There was a time when violent and nonviolent crimes – armed assault versus petty theft, for instance – were essentially treated the same in London courts. But around the emergence of the Victorian era, society grew far less tolerant of violence, and the proof is in they way people talked about it. Researchers, with the aid of powerful computers, sifted through every word uttered during the 150-year timeframe, which included more than 112,000 trials and roughly 20 million keywords. They organized words into broad categories and then, using a mathematical measure known as the Jensen-Shannon divergence, calculated the lexical difference between trials for violent and nonviolent crimes. They found that, prior to 1790, there was no distinguishable difference between the words used for violent and nonviolent crimes. You were just as likely to see “wound” or “blade” in a trial about petty theft as about a robbery at knife-point. But in 1790, the language used in the courtroom starts to diverge, and it becomes easier to distinguish trials pertaining to violent and nonviolent crimes.

Spotting a Trend

By the mid 1800s the courts started treating violence more gravely. There was an increase in words to specifically describe the weapon, the type of violence and whether a person needed a doctor or hospitalization.
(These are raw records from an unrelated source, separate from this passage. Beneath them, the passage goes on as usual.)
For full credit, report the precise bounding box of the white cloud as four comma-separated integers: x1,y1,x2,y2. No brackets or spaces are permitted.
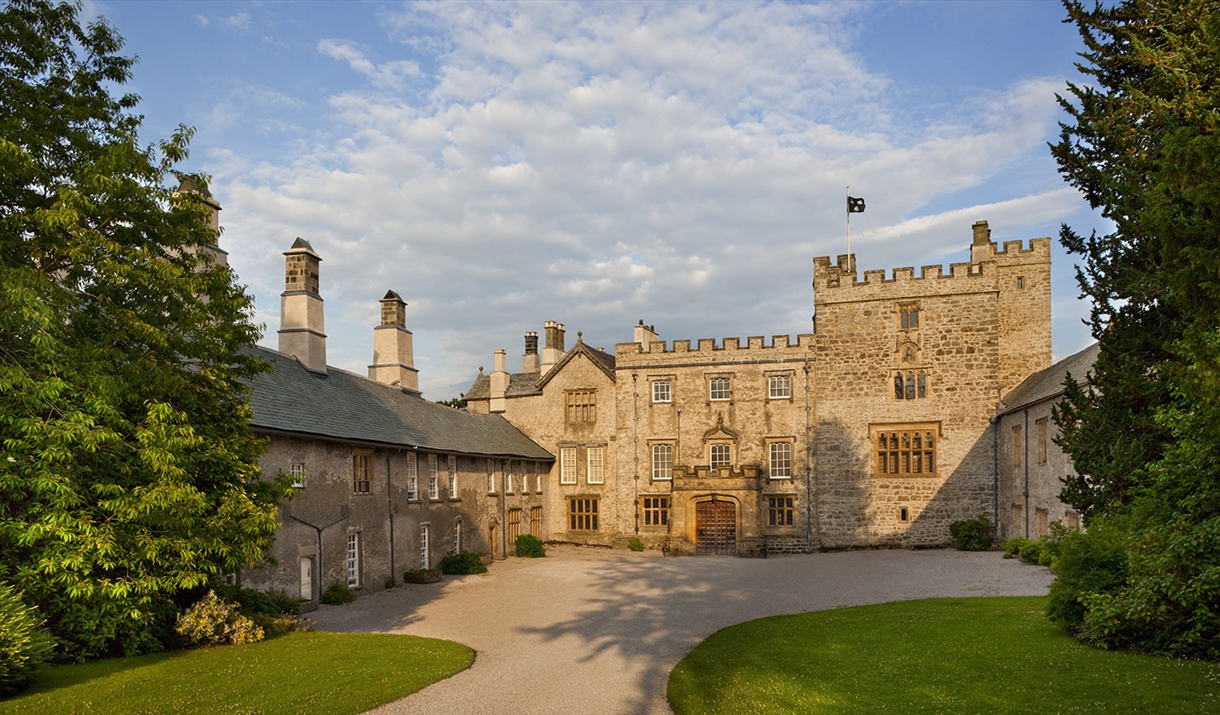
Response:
317,39,420,89
216,4,1077,398
223,10,250,29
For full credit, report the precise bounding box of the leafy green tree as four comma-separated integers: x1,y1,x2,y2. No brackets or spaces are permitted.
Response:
1052,0,1220,658
0,0,285,659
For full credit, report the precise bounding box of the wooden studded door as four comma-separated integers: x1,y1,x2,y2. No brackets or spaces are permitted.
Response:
694,501,737,556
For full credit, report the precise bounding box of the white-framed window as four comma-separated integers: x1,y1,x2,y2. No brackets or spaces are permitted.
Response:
348,532,360,588
420,523,432,569
406,451,420,500
653,444,673,481
584,447,606,484
559,447,576,484
288,464,305,489
351,449,373,494
769,442,792,480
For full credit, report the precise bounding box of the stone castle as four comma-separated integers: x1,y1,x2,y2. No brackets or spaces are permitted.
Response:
466,221,1050,555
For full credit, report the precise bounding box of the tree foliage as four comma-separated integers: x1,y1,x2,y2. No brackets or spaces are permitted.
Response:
1052,0,1220,658
0,0,284,658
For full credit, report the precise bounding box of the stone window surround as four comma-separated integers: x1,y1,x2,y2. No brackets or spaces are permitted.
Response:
869,422,942,478
351,449,373,495
584,447,606,484
648,439,677,482
345,526,365,588
764,370,794,400
567,495,600,532
648,375,675,405
764,494,797,528
765,437,797,481
703,372,733,403
639,494,670,528
404,451,420,501
288,461,305,489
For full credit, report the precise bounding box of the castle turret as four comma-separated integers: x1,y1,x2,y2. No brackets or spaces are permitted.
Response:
970,221,996,264
279,238,326,373
368,290,420,392
634,321,660,353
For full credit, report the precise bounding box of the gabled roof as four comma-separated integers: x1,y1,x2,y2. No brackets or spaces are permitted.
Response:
465,372,542,400
538,337,614,389
998,343,1098,415
466,338,615,400
250,348,554,460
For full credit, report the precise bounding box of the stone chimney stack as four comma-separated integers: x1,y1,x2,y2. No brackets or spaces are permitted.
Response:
368,290,420,393
636,321,660,353
490,350,509,412
174,176,228,266
279,238,326,375
542,320,566,372
970,221,996,264
521,331,542,372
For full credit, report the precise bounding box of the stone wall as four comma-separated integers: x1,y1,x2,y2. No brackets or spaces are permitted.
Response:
997,395,1080,539
240,434,547,603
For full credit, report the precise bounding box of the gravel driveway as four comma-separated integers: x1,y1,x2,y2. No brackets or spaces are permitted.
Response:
310,547,1052,715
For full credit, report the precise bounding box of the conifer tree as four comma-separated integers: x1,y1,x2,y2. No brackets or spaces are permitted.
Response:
0,0,284,658
1052,0,1220,658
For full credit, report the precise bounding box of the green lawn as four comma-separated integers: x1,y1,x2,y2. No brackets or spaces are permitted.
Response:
0,631,475,715
669,598,1220,715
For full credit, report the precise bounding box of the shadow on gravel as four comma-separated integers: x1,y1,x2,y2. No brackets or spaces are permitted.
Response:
517,550,1046,713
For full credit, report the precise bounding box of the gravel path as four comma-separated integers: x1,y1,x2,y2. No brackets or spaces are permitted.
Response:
310,547,1052,715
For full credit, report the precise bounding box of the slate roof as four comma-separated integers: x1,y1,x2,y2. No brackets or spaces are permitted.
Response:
998,343,1098,415
250,348,554,460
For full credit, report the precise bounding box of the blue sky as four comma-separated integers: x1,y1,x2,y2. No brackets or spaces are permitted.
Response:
85,0,1105,399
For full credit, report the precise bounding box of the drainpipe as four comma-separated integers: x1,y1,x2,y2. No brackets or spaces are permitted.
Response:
988,417,999,542
631,372,639,537
1021,408,1030,538
805,350,814,554
386,454,398,578
288,514,349,600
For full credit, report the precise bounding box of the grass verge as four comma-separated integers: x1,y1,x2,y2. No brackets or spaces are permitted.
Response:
669,598,1220,715
0,631,475,715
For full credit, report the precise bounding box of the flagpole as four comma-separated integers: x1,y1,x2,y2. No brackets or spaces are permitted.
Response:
843,187,852,261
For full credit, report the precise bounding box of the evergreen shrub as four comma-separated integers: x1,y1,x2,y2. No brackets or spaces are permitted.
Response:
949,514,993,552
0,583,54,698
440,552,487,576
516,533,547,559
177,591,264,645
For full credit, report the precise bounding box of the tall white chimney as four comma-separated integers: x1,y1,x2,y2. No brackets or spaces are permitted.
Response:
279,238,326,373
The linguistic analysis also revealed an increased focus on less lethal varieties of violence, reflected in greater used of words such as “push” and “knock,” which signaled society’s decreased tolerance for physical violence.

On the other hand, nonviolent trials were marked by an increased focus on money, bills and records, which reflected growing attention to criminal fraud and theft. Researchers published their findings this week in the journal

PNAS.

Researchers say the way people talked about violence in the courts coincided with a dramatic decrease in violent crime in Western society, which many scholars call the “civilizing process.”

While other researchers have used traditional historical methodologies to study the civilizing process, this investigation was the first to track the trend using data gleaned from people’s words.